By Charles C. W.
Cooke
Tuesday, January
11, 2022
Speaking in Georgia today, President
Biden will formally abandon his long-standing support for the legislative
filibuster and endorse a “carve out” for the “voting rights” agenda that he and
his party have quixotically elected to pursue. “Mr. Biden,” the New
York Times confirms, “will not go so far as to call for full-scale elimination of the filibuster, a Senate tradition that allows the minority party to kill legislation
that fails to garner 60 votes.” Instead, he “will endorse changing the Senate rules” to allow only for what he
wishes to achieve in the next month. Americans who tune in to the speech should
refuse to fall for the ruse.
Biden can characterize the move however he
likes, but he cannot hide the uncomfortable fact that, in practical terms, he
is endorsing the wholesale abolition of the filibuster, for all
legislation, in all circumstances, and under majorities held by either party.
There is no such thing as a “narrow exception” to this rule. If the Democrats
proceed, they will alter the Senate forever.
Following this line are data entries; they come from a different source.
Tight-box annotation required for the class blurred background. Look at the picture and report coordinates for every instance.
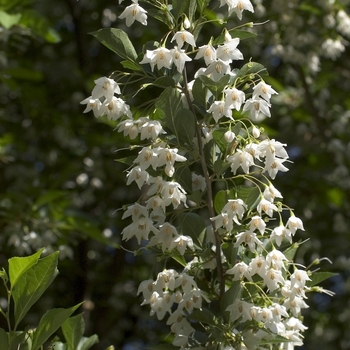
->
[0,0,350,350]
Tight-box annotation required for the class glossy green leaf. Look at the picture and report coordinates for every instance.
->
[0,328,9,350]
[192,78,208,109]
[9,248,44,289]
[306,272,338,287]
[91,28,137,61]
[172,0,189,21]
[220,281,241,320]
[236,62,268,80]
[173,108,196,146]
[74,334,98,350]
[198,75,230,99]
[178,213,206,245]
[31,303,81,350]
[12,252,59,328]
[62,314,85,350]
[213,29,257,45]
[0,10,22,29]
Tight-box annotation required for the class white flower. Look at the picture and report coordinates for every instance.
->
[226,149,254,175]
[216,33,243,63]
[80,96,102,118]
[257,198,278,217]
[263,158,289,180]
[101,96,132,120]
[226,261,252,281]
[195,45,216,66]
[171,235,194,255]
[134,147,158,170]
[234,231,263,253]
[126,166,149,189]
[207,101,232,123]
[249,215,266,235]
[224,88,245,111]
[91,77,120,102]
[140,47,173,72]
[170,46,192,73]
[157,147,187,177]
[286,215,305,235]
[204,59,231,81]
[224,130,236,143]
[119,0,147,27]
[243,97,271,121]
[192,172,207,192]
[171,30,196,49]
[253,81,277,102]
[118,119,139,140]
[136,117,166,140]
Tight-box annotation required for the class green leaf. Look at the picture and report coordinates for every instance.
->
[120,60,142,71]
[236,62,268,80]
[212,29,258,45]
[220,281,241,321]
[0,10,22,29]
[62,314,85,350]
[192,78,208,113]
[189,307,216,326]
[178,213,206,245]
[0,328,9,350]
[12,252,59,328]
[198,74,230,99]
[78,334,99,350]
[9,248,44,289]
[306,272,338,287]
[31,303,82,350]
[19,10,61,43]
[173,108,196,146]
[155,87,182,139]
[172,0,188,21]
[90,28,137,61]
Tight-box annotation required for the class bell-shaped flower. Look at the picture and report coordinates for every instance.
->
[226,149,254,175]
[170,46,192,73]
[80,96,102,118]
[195,44,216,66]
[140,47,173,72]
[224,88,245,111]
[253,81,278,102]
[171,30,196,49]
[119,0,147,27]
[243,97,271,121]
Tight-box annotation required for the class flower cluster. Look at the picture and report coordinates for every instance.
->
[82,0,332,350]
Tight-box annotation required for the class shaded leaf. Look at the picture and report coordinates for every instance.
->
[12,252,59,328]
[62,314,85,350]
[90,28,137,61]
[31,303,82,350]
[8,248,44,289]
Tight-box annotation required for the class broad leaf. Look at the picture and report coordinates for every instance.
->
[78,334,99,350]
[31,303,82,350]
[62,314,85,350]
[173,108,196,145]
[91,28,137,61]
[220,281,241,320]
[12,252,59,329]
[198,74,230,99]
[0,10,22,29]
[0,328,9,350]
[9,248,44,289]
[306,272,338,287]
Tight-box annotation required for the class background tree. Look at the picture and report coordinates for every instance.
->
[0,0,350,350]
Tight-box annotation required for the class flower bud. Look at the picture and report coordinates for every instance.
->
[252,126,260,139]
[224,130,236,143]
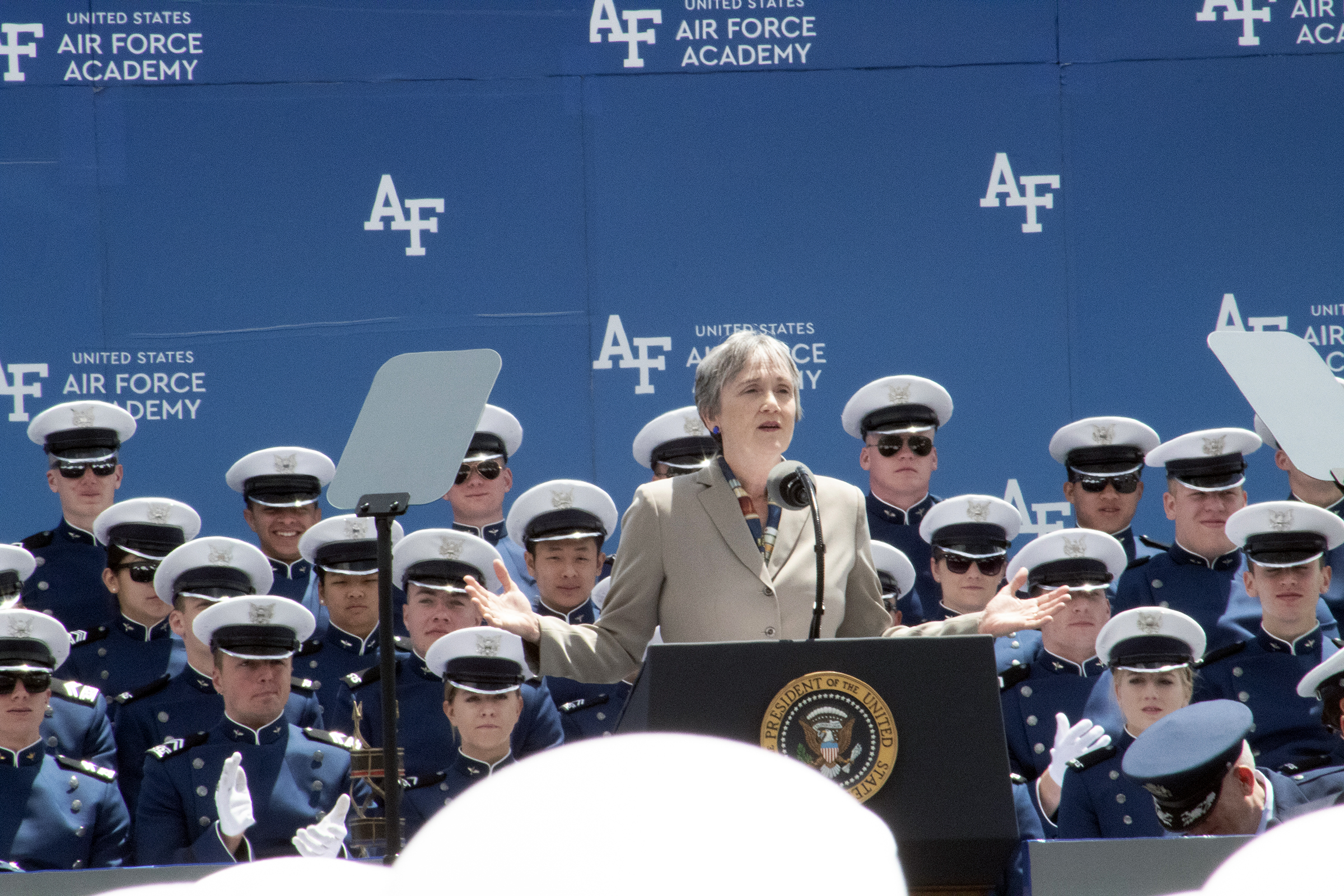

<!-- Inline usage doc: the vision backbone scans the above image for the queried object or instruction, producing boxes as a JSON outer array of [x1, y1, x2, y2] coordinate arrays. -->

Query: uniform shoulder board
[[998, 662, 1031, 693], [1068, 744, 1119, 771], [1195, 641, 1247, 669], [57, 754, 117, 783], [70, 626, 111, 647], [145, 731, 209, 762], [51, 678, 100, 707], [304, 728, 359, 750], [113, 671, 172, 707], [289, 676, 323, 694], [19, 531, 57, 551], [342, 666, 383, 690]]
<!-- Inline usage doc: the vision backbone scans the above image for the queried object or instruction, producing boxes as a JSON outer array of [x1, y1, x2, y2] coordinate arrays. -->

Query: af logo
[[0, 21, 46, 82], [592, 314, 672, 395], [364, 175, 444, 255], [760, 671, 897, 802], [1195, 0, 1274, 47], [980, 152, 1059, 234], [0, 360, 47, 423], [589, 0, 662, 68]]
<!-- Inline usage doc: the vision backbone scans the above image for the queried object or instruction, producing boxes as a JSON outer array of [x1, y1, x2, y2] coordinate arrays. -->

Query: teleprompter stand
[[618, 636, 1018, 895]]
Judging by the enthusiasm with which the
White House has shared previews of his speech, President Biden hopes that his
audience will be hypnotized into believing that the Democrats have been left no
choice but to dispense with the tradition. This passage from the address, in
particular, has been designed to create the impression that we are living
through an unequaled historical mess:
The next
few days, when these bills come to a vote, will mark a turning point in this
nation. Will we choose democracy over autocracy, light over shadow, justice
over injustice? I know where I stand. I will not yield. I will not flinch. I
will defend your right to vote and our democracy against all enemies foreign
and domestic. And so the question is where will the institution of the United
States Senate stand?
These are nice words, and they will be
repeated breathlessly in the media and beyond for the next week, next month, or
more. But they’re also words that could be easily adapted to justify the
Republican Party’s abolishing the filibuster in order to impose, say, a
nationwide ban on abortion.
“The next few days,” President DeSantis
might say,
when these
bills come to a vote, will mark a turning point in this nation. Will we choose
life over death, light over shadow, justice over injustice? I know where I
stand. I will not yield. I will not flinch. I will defend your right to life
and equality under the law against all enemies foreign and domestic. And so the
question is where will the institution of the United States Senate stand?
In such a circumstance, DeSantis wouldn’t
be calling for the total abolition of the filibuster, you must understand. He’d
merely be asking for a “narrow carve out” — designed to address the Democrats’
“repeated obstruction” of bills protecting that most elemental of American
values, the right to life, liberty, and the pursuit of happiness. And just as
President Biden believes that voting is “different” because it is explicitly
addressed in the Reconstruction Amendments, so President DeSantis might believe
that life is “different” because it is mentioned in the Declaration of
Independence and covered under the equal-protection clause. In such a circumstance,
Vice President Tim Scott might explain to the Wall Street Journal that, while DeSantis
had been reluctant to endorse such a move, the president felt that it was
necessary to “reaffirm that securing the right to life is essential to
safeguarding and strengthening our democracy.”
Pick your poison. I daresay that the
Democratic Party has genuinely convinced itself that there is a meaningful
threat to the right to vote in the United States, but it must understand that
there is no good reason that the Republican Party cannot do the same thing on
another deeply felt matter. Maybe it would be reforming federal entitlements,
so as to fix the existential threat posed by a debt crisis. Maybe it would be
nationalizing concealed carry, so as to ensure that the Second Amendment is
incorporated in the manner anticipated by the privileges-or-immunities
guarantee within the 14th Amendment. Maybe it would be protecting the sanctity
of the franchise by demanding voter-ID requirements and eliminating same-day
registration. Who knows? The point is that no party has a monopoly on use of
the it’s-too-important clause, which is why our system does not tend to feature
it’s-too-important clauses, and why, on the rare occasions that they are
invoked, they have a bad habit of destroying the institutions to which they
have been attached and backfiring on those who wielded them.
With the exception of Kyrsten Sinema,
who has defended the filibuster on the grounds that it prevents “radical reversals
in federal policy which would cement uncertainty, deepen divisions, and further
erode Americans’ confidence in our government,” and Joe Manchin, who has noted
correctly that “anytime there’s a carveout, you eat the whole turkey, there’s
nothing left,” the institutional Democratic Party seems to struggle mightily to
comprehend this. Ask a Democrat why their project is “different” from a future
Republican project, and you will eventually be told in exasperation that it is
because the Democrats are Good and the Republicans are Bad.